Doha is now claiming damages of several billion dollars from the bank, which the businessman controls through a trust. The Gulf state is also demanding access to Rowland’s personal email accounts, to reveal his official bank correspondence.

The judge presiding over the case stressed that the emails are a “potentially important” source of information, though Rowland claims his personal accounts do not contain any relevant information.

“Banque Havilland firmly denies any allegations of improper conduct,” a spokesman for the bank said.

“The bank categorically denies any allegation regarding the hiding of evidence.”

Manipulation of Qatar’s currency

In 2019, Qatar took Banque Havilland to court in London, accusing it of orchestrating an attack that cost the country $40 billion to support its currency and resulted in the liquidation of nearly $3 billion in US Treasury bills and notes that were held in New York, according to the complaint.

The bank defended itself by saying it was simply a “risk-management strategy” for UAE holdings of Qatar’s bonds, created in September 2017, months after Qatar’s Central Bank claimed the manipulation happened.

Qatar used a presentation prepared by a Banque Havilland analyst as evidence and claimed the document detailed an attempt to deplete the country’s reserves and damage its ability to host the 2022 World Cup.

The emergence of direct links between Mohammed bin Zayed, or MBZ as he’s commonly known, and Banque Havilland show that the Abu Dhabi crown prince was one of the biggest customers of the bank through emails documents and legal filings.

Read also: Timeline: How the GCC crisis erupted over three years

The bank has advised MBZ and the UAE sovereign wealth fund, Mudabala Inc. on several matters including the manipulation of Qatar’s currency, business deals in Zimbabwe despite sanctions and helping place the bank’s chairman at the time on the board of Human Rights Watch after it published reports critical of the country.

In 2017, the bank created a presentation to help manipulate Qatar’s currency and bond markets after the illegal blockade of Qatar by Saudi Arabia, the UAE, Bahrain and Egypt was imposed.

The presentation that recommended the UAE “control the yield curve” to “decide the future,” reached MBZ and Yousef Al Otaiba, the UAE’s ambassador to the US, through Will Tricks, a former MI6 officer and now advisor to the crown prince.

Soon after the manipulation plan was sent to Bin Zayed, the Qatari riyal – under pressure since the beginning of the Gulf Crisis in June 2017 – went into free fall and hit a record low.

The yield on Qatar’s 10-year bonds also soared, as did the cost of insuring the country’s debt against default.

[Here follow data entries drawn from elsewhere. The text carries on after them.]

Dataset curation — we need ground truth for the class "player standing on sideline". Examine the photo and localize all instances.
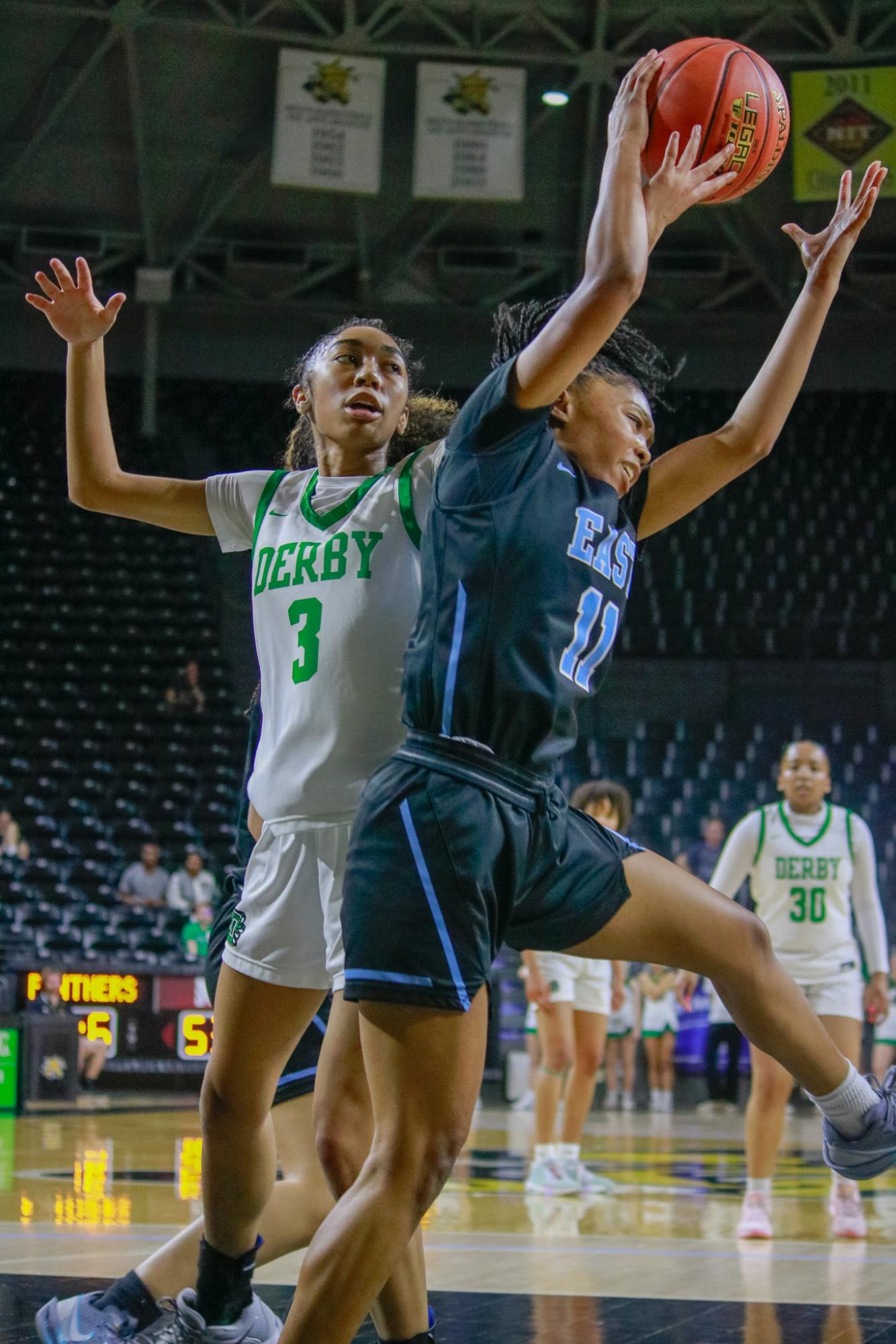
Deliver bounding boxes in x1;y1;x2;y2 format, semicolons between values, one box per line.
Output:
638;962;678;1113
872;948;896;1077
712;742;888;1239
282;52;896;1344
27;258;455;1344
523;780;631;1195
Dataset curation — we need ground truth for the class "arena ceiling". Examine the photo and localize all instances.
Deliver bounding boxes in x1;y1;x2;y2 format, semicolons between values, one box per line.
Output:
0;0;896;392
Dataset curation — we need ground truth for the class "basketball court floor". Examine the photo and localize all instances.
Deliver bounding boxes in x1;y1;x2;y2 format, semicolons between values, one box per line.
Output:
0;1108;896;1344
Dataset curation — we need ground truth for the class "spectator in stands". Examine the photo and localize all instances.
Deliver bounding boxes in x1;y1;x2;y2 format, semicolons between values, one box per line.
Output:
165;846;220;914
165;658;206;715
28;967;106;1091
0;809;31;859
118;843;168;910
180;906;215;960
682;817;725;882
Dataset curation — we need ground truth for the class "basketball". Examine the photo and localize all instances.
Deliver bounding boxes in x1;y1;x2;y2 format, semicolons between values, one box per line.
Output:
641;38;790;206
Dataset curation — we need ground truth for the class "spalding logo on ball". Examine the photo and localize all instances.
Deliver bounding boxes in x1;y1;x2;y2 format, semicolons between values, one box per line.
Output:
641;38;790;206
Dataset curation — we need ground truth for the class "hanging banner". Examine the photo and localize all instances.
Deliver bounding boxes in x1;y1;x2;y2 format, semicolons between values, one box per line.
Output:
271;47;386;192
414;60;525;200
791;66;896;200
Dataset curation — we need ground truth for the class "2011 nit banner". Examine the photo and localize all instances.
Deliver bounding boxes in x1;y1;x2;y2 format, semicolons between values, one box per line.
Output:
791;66;896;200
271;47;386;193
414;60;525;200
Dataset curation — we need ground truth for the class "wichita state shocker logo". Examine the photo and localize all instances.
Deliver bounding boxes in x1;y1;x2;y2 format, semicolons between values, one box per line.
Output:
443;70;494;117
302;58;357;107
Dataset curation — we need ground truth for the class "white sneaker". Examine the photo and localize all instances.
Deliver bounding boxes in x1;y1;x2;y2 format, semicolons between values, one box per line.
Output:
153;1288;283;1344
557;1159;617;1195
524;1157;579;1195
827;1184;868;1242
737;1195;774;1242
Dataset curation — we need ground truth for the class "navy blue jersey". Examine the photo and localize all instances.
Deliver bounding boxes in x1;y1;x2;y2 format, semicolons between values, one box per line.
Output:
404;360;649;776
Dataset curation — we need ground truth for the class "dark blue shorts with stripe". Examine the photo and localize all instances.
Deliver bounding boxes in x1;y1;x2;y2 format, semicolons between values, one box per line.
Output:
343;733;639;1011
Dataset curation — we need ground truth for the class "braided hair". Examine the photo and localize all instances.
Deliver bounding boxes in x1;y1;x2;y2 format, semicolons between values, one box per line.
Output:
492;294;678;404
283;317;457;472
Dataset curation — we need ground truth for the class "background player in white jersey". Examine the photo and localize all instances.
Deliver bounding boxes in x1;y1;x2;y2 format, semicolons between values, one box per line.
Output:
603;961;641;1112
712;742;888;1238
638;962;678;1112
28;258;453;1344
872;948;896;1074
523;780;631;1195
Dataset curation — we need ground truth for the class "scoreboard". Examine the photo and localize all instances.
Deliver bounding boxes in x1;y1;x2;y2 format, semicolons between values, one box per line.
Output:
16;969;212;1086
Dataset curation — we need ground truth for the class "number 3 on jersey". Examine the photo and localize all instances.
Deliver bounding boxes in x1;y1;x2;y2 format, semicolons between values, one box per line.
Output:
289;596;324;686
560;588;619;691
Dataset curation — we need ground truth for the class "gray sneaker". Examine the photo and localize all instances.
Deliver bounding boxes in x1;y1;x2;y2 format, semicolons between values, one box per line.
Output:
150;1288;283;1344
35;1293;137;1344
822;1065;896;1180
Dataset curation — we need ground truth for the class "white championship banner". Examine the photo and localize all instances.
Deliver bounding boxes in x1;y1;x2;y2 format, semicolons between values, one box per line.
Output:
414;60;525;200
271;47;386;192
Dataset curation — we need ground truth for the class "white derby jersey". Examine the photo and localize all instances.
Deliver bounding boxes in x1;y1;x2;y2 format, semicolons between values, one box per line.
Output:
206;443;442;824
712;803;861;984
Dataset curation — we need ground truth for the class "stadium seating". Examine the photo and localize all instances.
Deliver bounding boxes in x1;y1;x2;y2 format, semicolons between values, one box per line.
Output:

The currency didn’t recover until November of that year.

The Luxembourg bank maintained that former MI6 agent Will Tricks had not forwarded the plan to anyone, but failed to address how it ended up in the inbox of the UAE ambassador to the US.

“Banque Havilland firmly denies any allegations of wrongdoing or improper conduct made by the State of Qatar,” a spokesman for the bank said in an emailed statement.

“The bank was not part of any conspiracy against Qatar and rejects all of Qatar’s claims.”